The finale episode, set in Chef Andrea’s famous restaurant with all the leading players in the same room, also feels a little made-up: endless talky scenes that don’t illuminate much and feel like first drafts at best.
Season three ultimately boils down to an unexpected restaurant review that’s looming, its verdict unknown, and its outcome make or break for the Bear establishment. But it’s in this regard, with a “to be continued” ending, where “The Bear” feels like a half-finished, underbaked season.
Now, for all these complaints, “The Bear” is still a watchable show, thanks to the cast, but season three is a disappointment nonetheless.

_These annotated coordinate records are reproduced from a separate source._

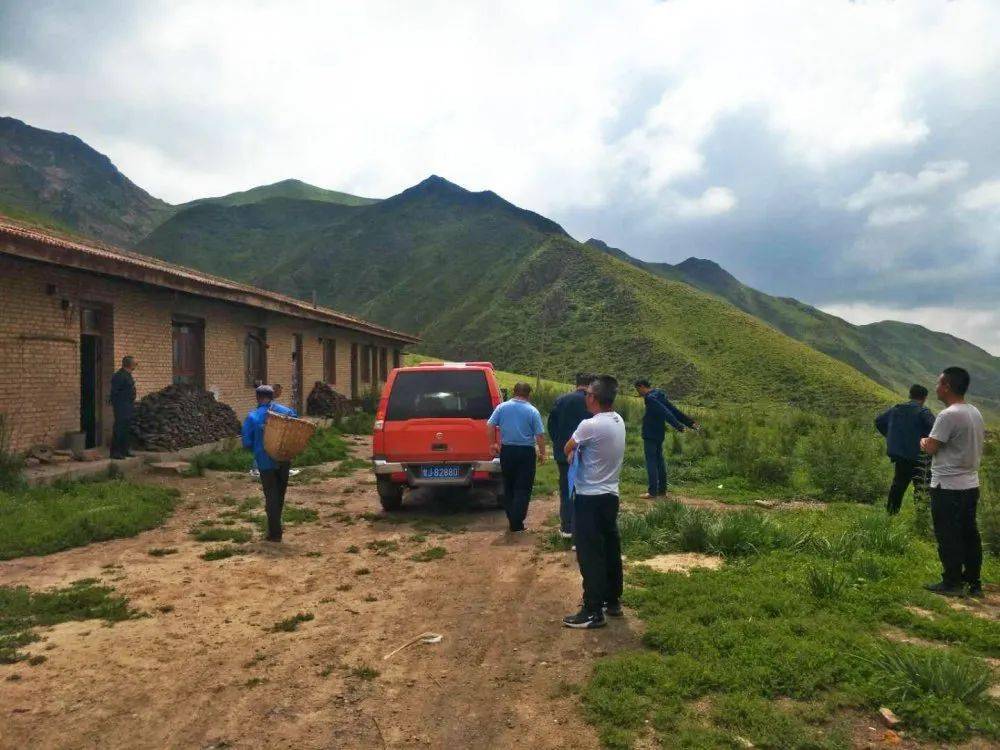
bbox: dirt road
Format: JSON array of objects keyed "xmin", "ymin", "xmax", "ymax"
[{"xmin": 0, "ymin": 443, "xmax": 638, "ymax": 749}]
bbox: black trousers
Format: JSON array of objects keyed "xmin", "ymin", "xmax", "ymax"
[
  {"xmin": 260, "ymin": 461, "xmax": 292, "ymax": 541},
  {"xmin": 642, "ymin": 438, "xmax": 667, "ymax": 497},
  {"xmin": 111, "ymin": 409, "xmax": 134, "ymax": 458},
  {"xmin": 885, "ymin": 458, "xmax": 924, "ymax": 516},
  {"xmin": 556, "ymin": 462, "xmax": 573, "ymax": 534},
  {"xmin": 931, "ymin": 487, "xmax": 983, "ymax": 586},
  {"xmin": 573, "ymin": 495, "xmax": 622, "ymax": 612},
  {"xmin": 500, "ymin": 445, "xmax": 535, "ymax": 531}
]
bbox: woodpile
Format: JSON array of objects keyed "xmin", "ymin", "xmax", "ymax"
[
  {"xmin": 306, "ymin": 380, "xmax": 353, "ymax": 418},
  {"xmin": 131, "ymin": 385, "xmax": 240, "ymax": 451}
]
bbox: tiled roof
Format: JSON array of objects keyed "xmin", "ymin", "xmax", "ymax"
[{"xmin": 0, "ymin": 216, "xmax": 420, "ymax": 344}]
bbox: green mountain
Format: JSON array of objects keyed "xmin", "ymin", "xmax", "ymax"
[
  {"xmin": 140, "ymin": 177, "xmax": 891, "ymax": 408},
  {"xmin": 0, "ymin": 117, "xmax": 172, "ymax": 245},
  {"xmin": 177, "ymin": 180, "xmax": 377, "ymax": 211},
  {"xmin": 0, "ymin": 118, "xmax": 1000, "ymax": 411},
  {"xmin": 587, "ymin": 240, "xmax": 1000, "ymax": 412}
]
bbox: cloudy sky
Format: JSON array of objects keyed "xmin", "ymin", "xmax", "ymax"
[{"xmin": 0, "ymin": 0, "xmax": 1000, "ymax": 355}]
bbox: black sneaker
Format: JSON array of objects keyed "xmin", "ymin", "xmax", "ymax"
[
  {"xmin": 924, "ymin": 581, "xmax": 965, "ymax": 596},
  {"xmin": 563, "ymin": 609, "xmax": 608, "ymax": 629}
]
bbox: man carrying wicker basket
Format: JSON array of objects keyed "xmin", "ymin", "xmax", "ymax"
[{"xmin": 243, "ymin": 385, "xmax": 298, "ymax": 542}]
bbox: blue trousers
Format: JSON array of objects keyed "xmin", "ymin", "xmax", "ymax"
[{"xmin": 642, "ymin": 438, "xmax": 667, "ymax": 497}]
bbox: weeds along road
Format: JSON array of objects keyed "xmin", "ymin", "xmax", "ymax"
[{"xmin": 0, "ymin": 441, "xmax": 638, "ymax": 750}]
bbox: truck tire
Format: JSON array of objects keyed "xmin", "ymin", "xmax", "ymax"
[{"xmin": 375, "ymin": 478, "xmax": 403, "ymax": 510}]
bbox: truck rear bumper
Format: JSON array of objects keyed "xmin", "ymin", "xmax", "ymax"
[{"xmin": 372, "ymin": 458, "xmax": 500, "ymax": 487}]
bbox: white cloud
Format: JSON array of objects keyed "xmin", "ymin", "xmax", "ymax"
[
  {"xmin": 958, "ymin": 180, "xmax": 1000, "ymax": 211},
  {"xmin": 670, "ymin": 187, "xmax": 737, "ymax": 219},
  {"xmin": 846, "ymin": 159, "xmax": 969, "ymax": 211},
  {"xmin": 868, "ymin": 205, "xmax": 927, "ymax": 227},
  {"xmin": 822, "ymin": 302, "xmax": 1000, "ymax": 356},
  {"xmin": 0, "ymin": 0, "xmax": 1000, "ymax": 213}
]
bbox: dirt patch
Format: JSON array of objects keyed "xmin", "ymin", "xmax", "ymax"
[
  {"xmin": 632, "ymin": 552, "xmax": 722, "ymax": 573},
  {"xmin": 0, "ymin": 441, "xmax": 639, "ymax": 749}
]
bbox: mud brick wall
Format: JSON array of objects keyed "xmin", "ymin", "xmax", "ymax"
[{"xmin": 0, "ymin": 253, "xmax": 399, "ymax": 451}]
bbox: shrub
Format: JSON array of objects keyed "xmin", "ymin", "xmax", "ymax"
[
  {"xmin": 873, "ymin": 646, "xmax": 993, "ymax": 704},
  {"xmin": 798, "ymin": 420, "xmax": 886, "ymax": 503},
  {"xmin": 806, "ymin": 566, "xmax": 849, "ymax": 600}
]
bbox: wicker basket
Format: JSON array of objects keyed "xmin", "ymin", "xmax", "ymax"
[{"xmin": 264, "ymin": 411, "xmax": 316, "ymax": 461}]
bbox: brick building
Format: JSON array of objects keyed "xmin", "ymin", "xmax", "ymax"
[{"xmin": 0, "ymin": 219, "xmax": 418, "ymax": 451}]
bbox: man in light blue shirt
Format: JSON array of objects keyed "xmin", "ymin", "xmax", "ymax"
[
  {"xmin": 242, "ymin": 385, "xmax": 298, "ymax": 542},
  {"xmin": 486, "ymin": 383, "xmax": 545, "ymax": 532}
]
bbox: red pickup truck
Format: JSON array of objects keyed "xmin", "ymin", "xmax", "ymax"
[{"xmin": 372, "ymin": 362, "xmax": 502, "ymax": 510}]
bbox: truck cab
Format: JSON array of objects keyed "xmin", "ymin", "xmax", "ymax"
[{"xmin": 372, "ymin": 362, "xmax": 502, "ymax": 510}]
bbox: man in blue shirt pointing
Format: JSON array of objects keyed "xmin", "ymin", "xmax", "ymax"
[
  {"xmin": 243, "ymin": 385, "xmax": 298, "ymax": 542},
  {"xmin": 635, "ymin": 379, "xmax": 698, "ymax": 498},
  {"xmin": 486, "ymin": 383, "xmax": 545, "ymax": 532}
]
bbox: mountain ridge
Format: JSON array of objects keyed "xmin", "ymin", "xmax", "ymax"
[{"xmin": 0, "ymin": 118, "xmax": 1000, "ymax": 410}]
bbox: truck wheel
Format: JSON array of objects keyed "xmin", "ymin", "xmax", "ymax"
[{"xmin": 376, "ymin": 479, "xmax": 403, "ymax": 510}]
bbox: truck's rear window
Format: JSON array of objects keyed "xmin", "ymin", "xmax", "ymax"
[{"xmin": 385, "ymin": 370, "xmax": 493, "ymax": 421}]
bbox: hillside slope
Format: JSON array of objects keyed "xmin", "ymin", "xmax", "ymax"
[
  {"xmin": 177, "ymin": 180, "xmax": 378, "ymax": 211},
  {"xmin": 141, "ymin": 177, "xmax": 891, "ymax": 409},
  {"xmin": 587, "ymin": 240, "xmax": 1000, "ymax": 412},
  {"xmin": 0, "ymin": 117, "xmax": 172, "ymax": 246}
]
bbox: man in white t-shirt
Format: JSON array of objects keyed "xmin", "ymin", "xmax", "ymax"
[
  {"xmin": 563, "ymin": 375, "xmax": 625, "ymax": 628},
  {"xmin": 920, "ymin": 367, "xmax": 986, "ymax": 596}
]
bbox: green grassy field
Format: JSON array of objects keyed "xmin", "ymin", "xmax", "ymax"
[
  {"xmin": 0, "ymin": 479, "xmax": 178, "ymax": 560},
  {"xmin": 0, "ymin": 579, "xmax": 141, "ymax": 665},
  {"xmin": 580, "ymin": 503, "xmax": 1000, "ymax": 749}
]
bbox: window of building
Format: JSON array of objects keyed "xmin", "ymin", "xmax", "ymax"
[
  {"xmin": 361, "ymin": 346, "xmax": 372, "ymax": 383},
  {"xmin": 243, "ymin": 328, "xmax": 267, "ymax": 386},
  {"xmin": 171, "ymin": 318, "xmax": 205, "ymax": 388},
  {"xmin": 323, "ymin": 339, "xmax": 337, "ymax": 383}
]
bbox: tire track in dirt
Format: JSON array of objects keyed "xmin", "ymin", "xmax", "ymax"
[{"xmin": 0, "ymin": 443, "xmax": 638, "ymax": 748}]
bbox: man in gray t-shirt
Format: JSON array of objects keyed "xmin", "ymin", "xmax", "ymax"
[{"xmin": 920, "ymin": 367, "xmax": 986, "ymax": 596}]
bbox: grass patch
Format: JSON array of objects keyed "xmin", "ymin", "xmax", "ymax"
[
  {"xmin": 198, "ymin": 544, "xmax": 243, "ymax": 561},
  {"xmin": 190, "ymin": 427, "xmax": 348, "ymax": 476},
  {"xmin": 0, "ymin": 579, "xmax": 140, "ymax": 664},
  {"xmin": 0, "ymin": 480, "xmax": 178, "ymax": 560},
  {"xmin": 582, "ymin": 504, "xmax": 1000, "ymax": 749},
  {"xmin": 268, "ymin": 612, "xmax": 315, "ymax": 633},
  {"xmin": 410, "ymin": 547, "xmax": 448, "ymax": 562},
  {"xmin": 365, "ymin": 539, "xmax": 399, "ymax": 557},
  {"xmin": 191, "ymin": 526, "xmax": 251, "ymax": 544}
]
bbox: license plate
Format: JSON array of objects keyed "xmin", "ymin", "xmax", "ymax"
[{"xmin": 423, "ymin": 466, "xmax": 462, "ymax": 479}]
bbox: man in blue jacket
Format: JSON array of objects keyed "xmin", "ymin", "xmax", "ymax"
[
  {"xmin": 635, "ymin": 378, "xmax": 698, "ymax": 498},
  {"xmin": 875, "ymin": 385, "xmax": 934, "ymax": 516},
  {"xmin": 243, "ymin": 385, "xmax": 298, "ymax": 542},
  {"xmin": 547, "ymin": 372, "xmax": 595, "ymax": 539}
]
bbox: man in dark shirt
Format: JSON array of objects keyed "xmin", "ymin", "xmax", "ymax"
[
  {"xmin": 875, "ymin": 385, "xmax": 934, "ymax": 516},
  {"xmin": 546, "ymin": 372, "xmax": 595, "ymax": 539},
  {"xmin": 108, "ymin": 356, "xmax": 139, "ymax": 459},
  {"xmin": 635, "ymin": 378, "xmax": 698, "ymax": 498}
]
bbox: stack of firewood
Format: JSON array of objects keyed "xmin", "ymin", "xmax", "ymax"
[
  {"xmin": 131, "ymin": 385, "xmax": 240, "ymax": 451},
  {"xmin": 306, "ymin": 380, "xmax": 352, "ymax": 418}
]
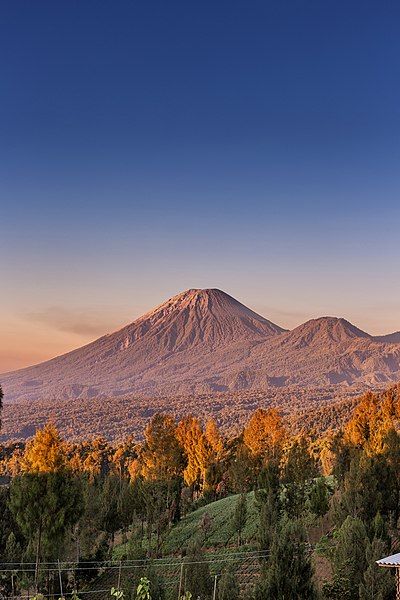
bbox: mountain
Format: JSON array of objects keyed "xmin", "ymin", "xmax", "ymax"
[
  {"xmin": 1, "ymin": 289, "xmax": 284, "ymax": 400},
  {"xmin": 1, "ymin": 289, "xmax": 400, "ymax": 400}
]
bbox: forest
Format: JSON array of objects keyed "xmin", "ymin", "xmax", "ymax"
[{"xmin": 0, "ymin": 386, "xmax": 400, "ymax": 600}]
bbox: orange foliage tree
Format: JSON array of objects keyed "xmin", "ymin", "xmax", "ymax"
[{"xmin": 243, "ymin": 408, "xmax": 287, "ymax": 459}]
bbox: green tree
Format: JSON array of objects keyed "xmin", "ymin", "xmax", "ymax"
[
  {"xmin": 10, "ymin": 472, "xmax": 83, "ymax": 586},
  {"xmin": 309, "ymin": 477, "xmax": 329, "ymax": 517},
  {"xmin": 232, "ymin": 494, "xmax": 247, "ymax": 547},
  {"xmin": 218, "ymin": 569, "xmax": 240, "ymax": 600},
  {"xmin": 283, "ymin": 436, "xmax": 317, "ymax": 518},
  {"xmin": 359, "ymin": 538, "xmax": 395, "ymax": 600},
  {"xmin": 333, "ymin": 515, "xmax": 368, "ymax": 600},
  {"xmin": 255, "ymin": 461, "xmax": 282, "ymax": 552},
  {"xmin": 184, "ymin": 543, "xmax": 213, "ymax": 600}
]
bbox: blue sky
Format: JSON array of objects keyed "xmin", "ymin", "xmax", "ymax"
[{"xmin": 0, "ymin": 0, "xmax": 400, "ymax": 370}]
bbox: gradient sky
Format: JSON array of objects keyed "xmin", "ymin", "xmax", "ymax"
[{"xmin": 0, "ymin": 0, "xmax": 400, "ymax": 371}]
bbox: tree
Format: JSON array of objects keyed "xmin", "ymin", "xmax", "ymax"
[
  {"xmin": 243, "ymin": 408, "xmax": 287, "ymax": 460},
  {"xmin": 283, "ymin": 436, "xmax": 317, "ymax": 517},
  {"xmin": 309, "ymin": 477, "xmax": 329, "ymax": 517},
  {"xmin": 359, "ymin": 538, "xmax": 394, "ymax": 600},
  {"xmin": 10, "ymin": 471, "xmax": 83, "ymax": 587},
  {"xmin": 333, "ymin": 515, "xmax": 368, "ymax": 600},
  {"xmin": 218, "ymin": 569, "xmax": 240, "ymax": 600},
  {"xmin": 184, "ymin": 542, "xmax": 213, "ymax": 600},
  {"xmin": 176, "ymin": 416, "xmax": 212, "ymax": 491},
  {"xmin": 255, "ymin": 462, "xmax": 282, "ymax": 553},
  {"xmin": 255, "ymin": 521, "xmax": 317, "ymax": 600},
  {"xmin": 232, "ymin": 494, "xmax": 247, "ymax": 547},
  {"xmin": 0, "ymin": 384, "xmax": 4, "ymax": 430},
  {"xmin": 22, "ymin": 423, "xmax": 67, "ymax": 473},
  {"xmin": 140, "ymin": 414, "xmax": 185, "ymax": 480}
]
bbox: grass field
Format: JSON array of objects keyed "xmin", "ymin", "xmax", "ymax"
[{"xmin": 114, "ymin": 492, "xmax": 259, "ymax": 560}]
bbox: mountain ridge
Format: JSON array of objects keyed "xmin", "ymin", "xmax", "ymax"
[{"xmin": 1, "ymin": 288, "xmax": 400, "ymax": 401}]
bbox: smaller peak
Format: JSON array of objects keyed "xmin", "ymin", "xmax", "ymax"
[{"xmin": 294, "ymin": 316, "xmax": 370, "ymax": 338}]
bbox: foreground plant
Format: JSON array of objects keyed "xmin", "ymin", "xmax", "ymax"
[
  {"xmin": 110, "ymin": 587, "xmax": 124, "ymax": 600},
  {"xmin": 136, "ymin": 577, "xmax": 151, "ymax": 600}
]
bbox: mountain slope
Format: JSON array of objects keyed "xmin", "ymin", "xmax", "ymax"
[
  {"xmin": 2, "ymin": 289, "xmax": 284, "ymax": 400},
  {"xmin": 1, "ymin": 289, "xmax": 400, "ymax": 400}
]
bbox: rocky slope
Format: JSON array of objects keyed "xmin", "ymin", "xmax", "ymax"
[{"xmin": 0, "ymin": 289, "xmax": 400, "ymax": 401}]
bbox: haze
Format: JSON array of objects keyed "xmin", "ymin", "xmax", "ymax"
[{"xmin": 0, "ymin": 1, "xmax": 400, "ymax": 371}]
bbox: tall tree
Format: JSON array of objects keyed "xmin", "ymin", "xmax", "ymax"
[
  {"xmin": 22, "ymin": 423, "xmax": 67, "ymax": 473},
  {"xmin": 359, "ymin": 538, "xmax": 394, "ymax": 600},
  {"xmin": 140, "ymin": 414, "xmax": 185, "ymax": 480},
  {"xmin": 333, "ymin": 516, "xmax": 368, "ymax": 600},
  {"xmin": 218, "ymin": 568, "xmax": 240, "ymax": 600},
  {"xmin": 232, "ymin": 494, "xmax": 247, "ymax": 547},
  {"xmin": 10, "ymin": 471, "xmax": 82, "ymax": 586},
  {"xmin": 255, "ymin": 521, "xmax": 317, "ymax": 600}
]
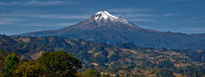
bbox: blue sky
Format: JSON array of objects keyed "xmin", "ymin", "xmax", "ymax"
[{"xmin": 0, "ymin": 0, "xmax": 205, "ymax": 35}]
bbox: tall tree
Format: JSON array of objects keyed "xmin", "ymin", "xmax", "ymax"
[
  {"xmin": 3, "ymin": 53, "xmax": 19, "ymax": 77},
  {"xmin": 37, "ymin": 51, "xmax": 82, "ymax": 77},
  {"xmin": 14, "ymin": 61, "xmax": 46, "ymax": 77}
]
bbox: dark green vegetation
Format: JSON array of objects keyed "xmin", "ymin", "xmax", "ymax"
[
  {"xmin": 0, "ymin": 35, "xmax": 205, "ymax": 77},
  {"xmin": 1, "ymin": 51, "xmax": 82, "ymax": 77}
]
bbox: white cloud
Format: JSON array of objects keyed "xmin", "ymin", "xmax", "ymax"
[
  {"xmin": 115, "ymin": 13, "xmax": 154, "ymax": 18},
  {"xmin": 162, "ymin": 13, "xmax": 178, "ymax": 16},
  {"xmin": 129, "ymin": 18, "xmax": 154, "ymax": 22},
  {"xmin": 108, "ymin": 8, "xmax": 152, "ymax": 13},
  {"xmin": 0, "ymin": 13, "xmax": 90, "ymax": 19},
  {"xmin": 0, "ymin": 0, "xmax": 73, "ymax": 6}
]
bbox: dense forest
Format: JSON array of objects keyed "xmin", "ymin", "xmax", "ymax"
[{"xmin": 0, "ymin": 35, "xmax": 205, "ymax": 77}]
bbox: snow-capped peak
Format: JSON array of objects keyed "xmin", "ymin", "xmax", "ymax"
[
  {"xmin": 94, "ymin": 11, "xmax": 128, "ymax": 23},
  {"xmin": 95, "ymin": 11, "xmax": 119, "ymax": 20}
]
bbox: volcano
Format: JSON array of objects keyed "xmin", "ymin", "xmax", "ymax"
[{"xmin": 20, "ymin": 11, "xmax": 205, "ymax": 49}]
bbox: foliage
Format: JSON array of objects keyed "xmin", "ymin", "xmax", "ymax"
[
  {"xmin": 37, "ymin": 51, "xmax": 82, "ymax": 77},
  {"xmin": 14, "ymin": 61, "xmax": 46, "ymax": 77},
  {"xmin": 3, "ymin": 54, "xmax": 19, "ymax": 77},
  {"xmin": 157, "ymin": 69, "xmax": 175, "ymax": 77}
]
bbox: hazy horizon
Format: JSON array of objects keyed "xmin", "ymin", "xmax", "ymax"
[{"xmin": 0, "ymin": 0, "xmax": 205, "ymax": 35}]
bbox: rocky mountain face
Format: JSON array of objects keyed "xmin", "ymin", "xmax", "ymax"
[{"xmin": 20, "ymin": 11, "xmax": 205, "ymax": 49}]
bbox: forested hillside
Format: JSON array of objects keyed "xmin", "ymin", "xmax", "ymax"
[{"xmin": 0, "ymin": 35, "xmax": 205, "ymax": 77}]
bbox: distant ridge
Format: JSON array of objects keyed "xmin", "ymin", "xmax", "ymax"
[{"xmin": 20, "ymin": 11, "xmax": 205, "ymax": 49}]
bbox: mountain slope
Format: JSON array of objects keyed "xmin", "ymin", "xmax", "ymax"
[{"xmin": 21, "ymin": 11, "xmax": 205, "ymax": 49}]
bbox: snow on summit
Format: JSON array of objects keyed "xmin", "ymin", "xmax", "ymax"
[{"xmin": 94, "ymin": 11, "xmax": 128, "ymax": 23}]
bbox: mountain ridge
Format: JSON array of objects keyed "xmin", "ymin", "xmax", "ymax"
[{"xmin": 20, "ymin": 11, "xmax": 205, "ymax": 49}]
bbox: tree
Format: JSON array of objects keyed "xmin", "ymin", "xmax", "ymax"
[
  {"xmin": 14, "ymin": 61, "xmax": 45, "ymax": 77},
  {"xmin": 3, "ymin": 53, "xmax": 19, "ymax": 77},
  {"xmin": 157, "ymin": 69, "xmax": 175, "ymax": 77},
  {"xmin": 82, "ymin": 69, "xmax": 98, "ymax": 77},
  {"xmin": 37, "ymin": 51, "xmax": 82, "ymax": 77}
]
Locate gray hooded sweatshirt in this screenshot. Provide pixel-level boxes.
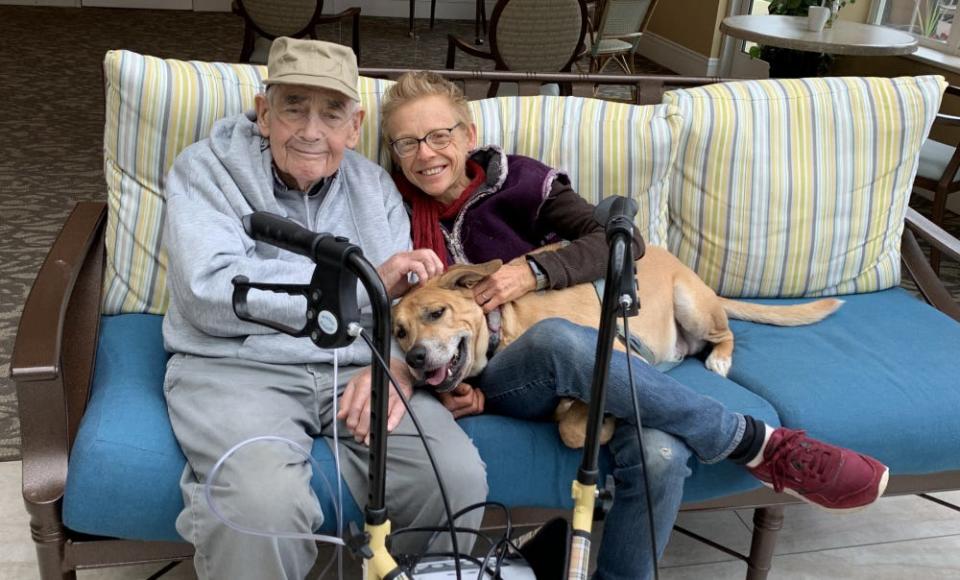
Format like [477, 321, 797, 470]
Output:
[163, 112, 410, 365]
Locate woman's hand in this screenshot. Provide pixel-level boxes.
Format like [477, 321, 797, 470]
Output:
[473, 256, 537, 312]
[437, 383, 486, 419]
[377, 249, 443, 298]
[337, 358, 413, 445]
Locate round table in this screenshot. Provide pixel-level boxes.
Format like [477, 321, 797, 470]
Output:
[720, 14, 917, 56]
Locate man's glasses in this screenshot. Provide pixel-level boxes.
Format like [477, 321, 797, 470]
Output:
[390, 122, 463, 157]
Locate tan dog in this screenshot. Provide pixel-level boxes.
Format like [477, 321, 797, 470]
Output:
[393, 246, 842, 448]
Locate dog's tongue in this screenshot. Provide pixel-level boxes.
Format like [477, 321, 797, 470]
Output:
[427, 363, 450, 387]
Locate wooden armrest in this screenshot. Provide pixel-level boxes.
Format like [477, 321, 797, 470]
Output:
[906, 207, 960, 262]
[933, 113, 960, 127]
[10, 202, 106, 382]
[900, 208, 960, 322]
[447, 34, 493, 70]
[10, 202, 106, 506]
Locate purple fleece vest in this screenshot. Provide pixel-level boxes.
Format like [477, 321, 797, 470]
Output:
[443, 150, 562, 264]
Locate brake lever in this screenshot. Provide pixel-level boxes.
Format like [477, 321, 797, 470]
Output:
[231, 276, 310, 337]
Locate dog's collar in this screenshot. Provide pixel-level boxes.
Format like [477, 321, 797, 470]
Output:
[487, 306, 500, 360]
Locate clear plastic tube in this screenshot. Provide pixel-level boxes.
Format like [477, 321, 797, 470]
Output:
[203, 350, 346, 552]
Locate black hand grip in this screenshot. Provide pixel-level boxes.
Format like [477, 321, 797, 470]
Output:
[593, 195, 637, 241]
[241, 211, 329, 259]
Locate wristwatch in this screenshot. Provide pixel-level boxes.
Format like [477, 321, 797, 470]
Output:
[527, 256, 549, 290]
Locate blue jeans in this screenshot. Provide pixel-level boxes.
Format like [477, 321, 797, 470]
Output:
[478, 318, 745, 580]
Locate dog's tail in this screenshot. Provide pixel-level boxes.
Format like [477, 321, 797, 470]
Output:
[720, 298, 843, 326]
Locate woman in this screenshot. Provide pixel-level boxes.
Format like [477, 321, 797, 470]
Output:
[381, 72, 887, 579]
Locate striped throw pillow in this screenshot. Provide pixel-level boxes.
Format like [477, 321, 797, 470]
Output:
[664, 76, 945, 297]
[103, 50, 390, 314]
[470, 96, 681, 246]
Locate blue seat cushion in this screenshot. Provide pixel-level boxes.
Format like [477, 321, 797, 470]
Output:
[730, 288, 960, 474]
[63, 314, 778, 540]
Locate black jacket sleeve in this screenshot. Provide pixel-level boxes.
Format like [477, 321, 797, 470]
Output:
[533, 178, 644, 289]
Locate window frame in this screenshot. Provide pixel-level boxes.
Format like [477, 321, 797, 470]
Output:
[867, 0, 960, 56]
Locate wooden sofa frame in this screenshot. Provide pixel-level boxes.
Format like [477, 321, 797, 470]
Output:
[11, 69, 960, 580]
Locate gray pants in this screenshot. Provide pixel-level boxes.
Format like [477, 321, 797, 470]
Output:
[164, 355, 487, 580]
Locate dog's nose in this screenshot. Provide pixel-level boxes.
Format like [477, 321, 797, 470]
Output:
[407, 346, 427, 369]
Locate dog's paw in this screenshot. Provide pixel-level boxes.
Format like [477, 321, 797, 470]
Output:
[706, 354, 733, 377]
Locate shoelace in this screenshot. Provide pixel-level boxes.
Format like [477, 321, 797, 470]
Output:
[766, 430, 840, 493]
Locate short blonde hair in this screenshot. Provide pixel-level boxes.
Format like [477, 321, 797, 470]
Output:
[380, 71, 473, 145]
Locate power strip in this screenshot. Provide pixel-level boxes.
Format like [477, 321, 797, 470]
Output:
[412, 558, 537, 580]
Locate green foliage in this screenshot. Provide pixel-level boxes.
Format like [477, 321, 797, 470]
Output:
[770, 0, 857, 16]
[917, 0, 943, 38]
[749, 0, 856, 78]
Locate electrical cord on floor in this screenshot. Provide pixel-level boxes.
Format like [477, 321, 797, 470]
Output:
[614, 304, 660, 580]
[358, 328, 462, 580]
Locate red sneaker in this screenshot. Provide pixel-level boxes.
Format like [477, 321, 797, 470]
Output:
[747, 427, 890, 511]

Allen White, Edebiri, and Moss-Bachrach are highly engaging, and the way Matty Matheson’s Neil Fak character steps up is interesting too, but the writing generally underserves them all in a filler, spinning-its-wheels season that feels like a placeholder waiting for season four (and thank god, they didn’t rush ahead and shoot it like originally intended, because that feels like it surely would have been disastrous). Can “The Bear” recover for what obviously feels like an impending final season? As the chefs love to remark in their perfectionist dissatisfaction, this dish must be refired and fast. [C+]
“The Bear” is streaming all its episodes on Hulu now.